AS I HAVE LONG since discovered, the world is full of people—many of them, I regret to say, book reviewers—who, if they hear that a minister has written a novel, feel that they know, even without reading it, what sort of a novel it must be. It must be essentially a sermon with illustrations in the form of character and dialogue, and, as such, its view of life must be one-sided, simplistic, naive, with everything subordinated to the one central business of scoring some kind of homiletical bull's-eye. I protest that, in my case anyway, this simply is not so. Since my ordination, as well as before, novels, for me, start—as Robert Frost said his poems did—with a lump in the throat. I don't start with some theological axe to grind, but with a deep, wordless feeling for some aspect of my own experience that has moved me. Then, out of the shadows, a handful of characters starts to emerge, then various possible relationships between them, then a setting maybe, and lastly, out of those relationships, the semblance at least of a plot. Like any other serious novelist, I try to be as true as I can to life as I have known it. I write not as a propagandist but as an artist. 

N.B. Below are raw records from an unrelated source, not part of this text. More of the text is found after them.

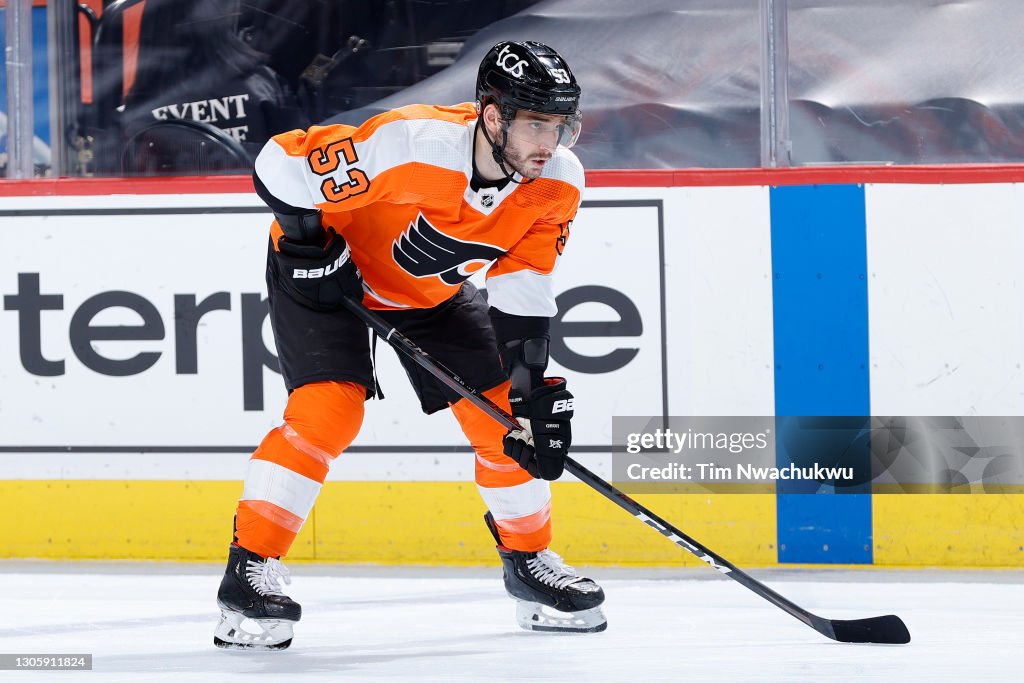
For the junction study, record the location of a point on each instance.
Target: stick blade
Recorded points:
(889, 629)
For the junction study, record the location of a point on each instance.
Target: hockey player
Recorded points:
(398, 213)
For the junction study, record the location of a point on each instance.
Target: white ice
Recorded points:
(155, 623)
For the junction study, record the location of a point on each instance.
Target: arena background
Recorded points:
(713, 293)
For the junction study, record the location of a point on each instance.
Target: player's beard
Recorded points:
(524, 163)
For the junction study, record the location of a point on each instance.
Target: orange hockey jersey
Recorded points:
(397, 188)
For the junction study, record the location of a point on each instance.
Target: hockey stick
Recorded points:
(889, 629)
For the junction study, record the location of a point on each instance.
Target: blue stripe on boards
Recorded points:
(819, 265)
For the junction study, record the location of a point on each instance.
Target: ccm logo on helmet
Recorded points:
(313, 273)
(562, 406)
(511, 62)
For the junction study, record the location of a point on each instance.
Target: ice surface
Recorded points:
(155, 623)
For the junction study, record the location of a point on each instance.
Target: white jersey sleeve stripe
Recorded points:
(440, 143)
(284, 175)
(522, 293)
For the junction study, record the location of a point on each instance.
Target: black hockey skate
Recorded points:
(250, 593)
(549, 594)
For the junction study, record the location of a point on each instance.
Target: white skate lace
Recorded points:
(264, 575)
(548, 567)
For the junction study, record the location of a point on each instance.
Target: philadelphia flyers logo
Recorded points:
(423, 251)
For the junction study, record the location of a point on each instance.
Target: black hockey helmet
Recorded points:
(526, 75)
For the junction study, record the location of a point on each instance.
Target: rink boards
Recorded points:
(137, 376)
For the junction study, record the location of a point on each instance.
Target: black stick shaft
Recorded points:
(871, 630)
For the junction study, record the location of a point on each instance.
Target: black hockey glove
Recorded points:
(318, 275)
(542, 444)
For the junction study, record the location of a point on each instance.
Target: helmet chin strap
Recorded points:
(498, 153)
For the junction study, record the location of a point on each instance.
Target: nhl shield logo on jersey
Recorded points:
(423, 251)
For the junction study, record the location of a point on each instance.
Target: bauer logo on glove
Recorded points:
(541, 445)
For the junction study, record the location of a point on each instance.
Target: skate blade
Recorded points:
(535, 616)
(238, 632)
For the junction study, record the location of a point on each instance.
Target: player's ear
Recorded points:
(492, 117)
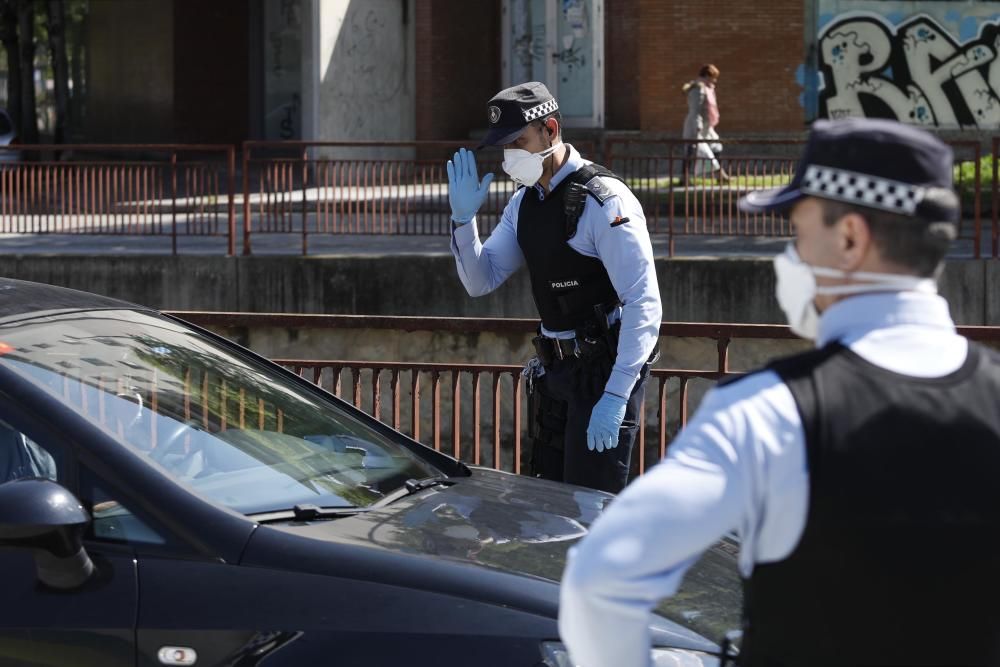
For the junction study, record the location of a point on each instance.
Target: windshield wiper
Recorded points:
(412, 486)
(306, 512)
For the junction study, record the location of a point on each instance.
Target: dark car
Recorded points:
(170, 498)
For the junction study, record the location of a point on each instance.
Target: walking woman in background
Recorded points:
(699, 126)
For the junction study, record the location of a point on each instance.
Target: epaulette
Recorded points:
(583, 182)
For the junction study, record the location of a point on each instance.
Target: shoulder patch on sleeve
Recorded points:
(599, 190)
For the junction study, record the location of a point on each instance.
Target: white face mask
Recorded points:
(523, 167)
(796, 288)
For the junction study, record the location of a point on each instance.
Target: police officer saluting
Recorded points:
(583, 236)
(862, 476)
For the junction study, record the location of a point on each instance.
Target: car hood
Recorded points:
(510, 525)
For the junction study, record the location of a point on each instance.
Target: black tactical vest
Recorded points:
(565, 284)
(899, 561)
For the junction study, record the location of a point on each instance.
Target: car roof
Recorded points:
(21, 297)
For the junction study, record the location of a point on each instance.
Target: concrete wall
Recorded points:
(693, 290)
(130, 71)
(363, 86)
(884, 59)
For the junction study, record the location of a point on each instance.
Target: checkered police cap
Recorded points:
(878, 164)
(513, 109)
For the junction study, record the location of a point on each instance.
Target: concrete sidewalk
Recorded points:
(366, 245)
(334, 244)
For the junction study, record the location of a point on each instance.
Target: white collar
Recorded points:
(860, 314)
(573, 162)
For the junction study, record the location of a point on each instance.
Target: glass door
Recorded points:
(560, 43)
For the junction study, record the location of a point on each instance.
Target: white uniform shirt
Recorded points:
(625, 251)
(739, 465)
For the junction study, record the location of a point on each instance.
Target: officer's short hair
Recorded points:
(912, 243)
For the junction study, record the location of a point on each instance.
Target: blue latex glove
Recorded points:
(465, 192)
(605, 420)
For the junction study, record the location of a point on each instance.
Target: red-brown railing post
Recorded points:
(977, 204)
(995, 199)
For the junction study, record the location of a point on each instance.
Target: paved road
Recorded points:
(341, 244)
(357, 244)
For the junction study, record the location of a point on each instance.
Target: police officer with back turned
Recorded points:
(862, 476)
(582, 234)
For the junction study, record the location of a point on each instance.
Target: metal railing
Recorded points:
(478, 412)
(148, 190)
(683, 193)
(316, 187)
(309, 188)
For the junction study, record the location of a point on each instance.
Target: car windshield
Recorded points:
(230, 427)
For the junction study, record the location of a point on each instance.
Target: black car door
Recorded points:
(40, 626)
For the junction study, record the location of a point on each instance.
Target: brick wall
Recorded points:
(757, 45)
(621, 64)
(457, 65)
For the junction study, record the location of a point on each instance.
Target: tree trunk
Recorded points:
(76, 36)
(8, 36)
(60, 66)
(26, 34)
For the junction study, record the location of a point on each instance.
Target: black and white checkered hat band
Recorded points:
(862, 189)
(543, 109)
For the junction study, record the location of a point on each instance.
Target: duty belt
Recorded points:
(556, 348)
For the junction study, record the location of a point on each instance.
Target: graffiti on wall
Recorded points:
(915, 72)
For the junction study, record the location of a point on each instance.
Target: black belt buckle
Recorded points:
(562, 353)
(543, 350)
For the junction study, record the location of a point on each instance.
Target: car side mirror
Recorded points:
(40, 514)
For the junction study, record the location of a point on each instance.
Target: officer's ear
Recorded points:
(552, 127)
(855, 240)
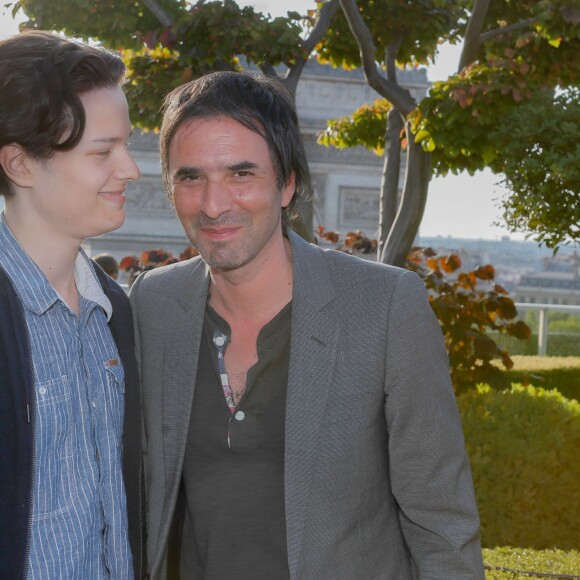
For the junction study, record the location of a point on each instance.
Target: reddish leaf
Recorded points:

On the other hand—and here is where I feel I must be so careful—since my ordination I have written consciously as a Christian, as an evangelist, or apologist, even. That does not mean that I preach in my novels, which would make for neither good novels nor good preaching. On the contrary, I lean over backwards not to. I choose as my characters (or out of my dreams do they choose me?) men and women whose feet are as much of clay as mine are because they are the only people I can begin to understand. As a novelist no less than as a teacher, I try not to stack the deck unduly but always let doubt and darkness have their say along with faith and hope, not just because it is good apologetics—woe to him who tries to make it look simple and easy—but because to do it any other way would be to be less than true to the elements of doubt and darkness that exist in myself no less than in others. I am a Christian novelist in the same sense that somebody from Boston or Chicago is an American novelist. I must be as true to my experience as a Christian as black writers to their experience as black people or women writers to their experience as women. It is no more complicated, no more sinister than that. As to The Final Beast, the part of the Christian experience that I particularly tried to make real was the one I found so conspicuously absent in most of the books I searched through for readings to assign my Exeter classes, and that was the experience of salvation as grace, as the now-and-thenness and here-and-thereness of the New Being.